DALEY (Water Resources, Solid and Hazardous Waste Management, Ecological Engineering, Environmental Restoration), DIEMONT (Ecological Engineering), ENDRENY (Environmental Engineering, Engineering Hydrology, Watershed Management), J.M.HASSETT (Environmental Engineering, Water Resources), IM (Geospatial Information Systems, Image Processing, Remote Sensing) KROLL, Chair (Stochastic and Deterministic Hydrology, Environmental Modeling and Water Resource Systems Engineering), MOUNTRAKIS (Brownfield Studies, Geospatial Information Systems, Image Processing, Mapping Sciences, Remote Sensing, Water Resources), QUACKENBUSH (Geospatial Information Systems, Image Processing, Remote Sensing, Spatial Measurements), TAO (Ecological Engineering)

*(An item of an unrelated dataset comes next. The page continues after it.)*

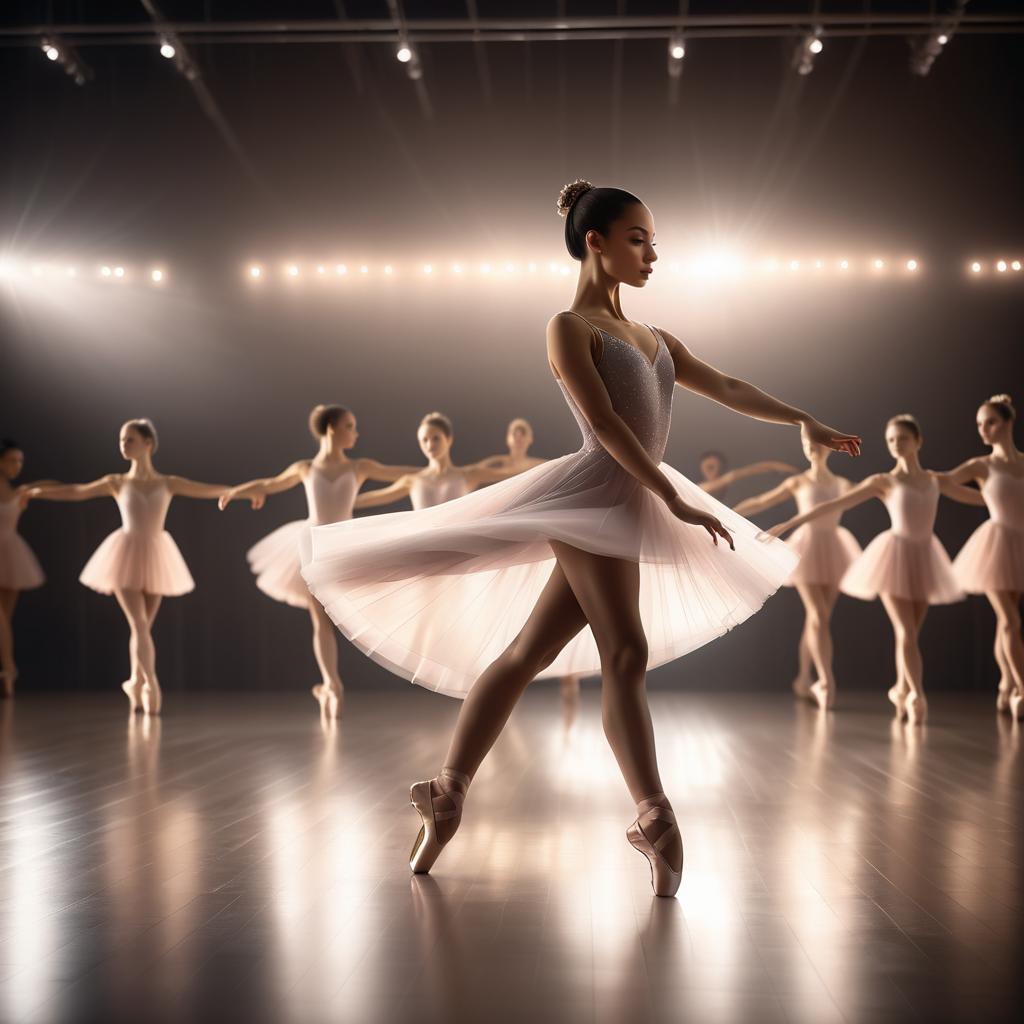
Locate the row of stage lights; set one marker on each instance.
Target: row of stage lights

The Environmental Resources and Forest Engineering department engages in teaching, research, and service to advance engineering practices to meet the needs of the world.  With an innovative undergraduate curriculum and a wide variety of graduate courses, we provide outstanding opportunities for students to create and explore a host of educational opportunities.  The department offers an accredited undergraduate program in forest engineering that originated at ESF in 1971. The Environmental Resources and Forest Engineering faculty have particular strengths in water resource engineering, ecological engineering, and geospatial engineering, though our flexible undergraduate curriculum allows students to also focus on traditional civil engineering practices. Required coursework in the humanities and social sciences ensures a well-balanced educational experience for graduates entering professional practice in engineering or those moving directly on to graduate school. With more than 800 graduates now in engineering practice, this unique program offers a breadth of engineering science and design coursework unparalleled in the United States.

The Department of Environmental Resources and Forest Engineering participates in graduate education leading to the master of science, master of professional studies and doctor of philosophy degrees in environmental and resource engineering.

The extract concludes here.